O que pode não saber, mas descobrimos entretanto, é que já há carteiras que impedem a leitura de cartões. «Sim, é verdade. Trata-se de um inibidor de contacto. Ou seja, previne que a máquina contacte com o cartão», acrescenta a mesma fonte, sendo importante indicar que são vendidas igualmente as denominadas capas de cartão NFC (Near Field Communication) antifurto.
E que conselhos dá este especialista? «Primeiro que tudo consultar o seu limite de utilização; em segundo lugar, que seja verificada com regularidade a aplicação bancária para serem consultados os gastos e extratos» e «após utilização do cartão, verificar se o débito foi executado, assim como ter sempre os cartões regularizados».

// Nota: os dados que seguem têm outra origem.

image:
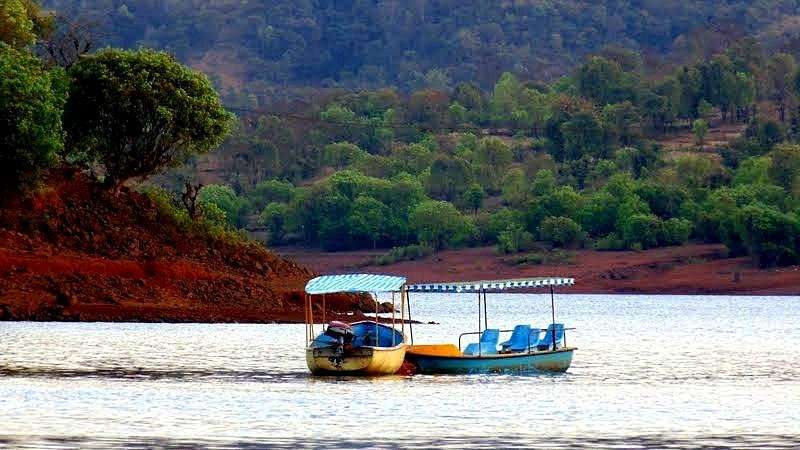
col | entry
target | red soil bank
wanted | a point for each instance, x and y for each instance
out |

«Outra das questões é que os clientes podem rejeitar ter contactless nos seus cartões de débito. Portanto, os bancos têm a obrigação ética de informar o cliente se quer ser possuidor de contactless no seu cartão», acrescenta, explicando os riscos do sistema de pagamento que foi apresentado, em Portugal, pela Unicre, a 2 de agosto de 2013. À época, o Jornal de Negócios salientava que «os pagamentos com cartão poderão tornar-se cinco vezes mais rápidos devido à expansão de cartões e terminais de pagamento automático (TPA) com tecnologia ‘contactless’», realçando que «as transações com cartão de crédito ou débito, até ao limite máximo de 20 euros, operar-se-ão com recurso à tecnologia NFC normalmente utilizada em pagamentos com passes nos transportes públicos».
Lá fora, a mesma história
Atualmente a viver em Londres, o jovem brasileiro Werison Gremaschi-Ferreira já foi roubado três vezes através do sistema contactless. A primeira vez foi no Brasil, em 2018, recorda. «Normalmente o que acontece é que você entrega seu cartão e a pessoa na caixa insere na máquina e devolve-lho para você digitar a senha. O que aconteceu nesse dia foi que o atendente passou primeiro meu cartão no contactless e depois inseriu para eu poder digitar a senha e pagar pela comida normalmente. Eu só fui notar mais tarde, no mesmo dia, que no meu extrato do banco havia duas cobranças: uma de 47 reais no contactless e outra normal de 13 reais, que foi o preço do prato que eu consumi».
«A segunda vez foi quando perdi minha carteira em um hostel, em Berlim, e foram feitas diversas compras na McDonald’s, pois o limite para o contactless era de 25 euros», recorda, finalizando que o terceiro roubo ocorreu já na capital inglesa. «Não tenho muitos detalhes porque só notei depois e acredito que foi com alguém passando com algo que fazia cobrança perto das carteiras, um TPA. Depois disso, comecei a usar o contactless apenas pelo Apple Pay onde você primeiro tem que desbloquear o telemóvel para poder realizar o pagamento», explicita, alinhando-se com os jornais brasileiros que frequentemente publicam artigos com títulos como ‘Confira cuidados para evitar golpes ao utilizar o cartão de contato’ ou ‘Proteste alerta sobre fraude com cartão de aproximação’.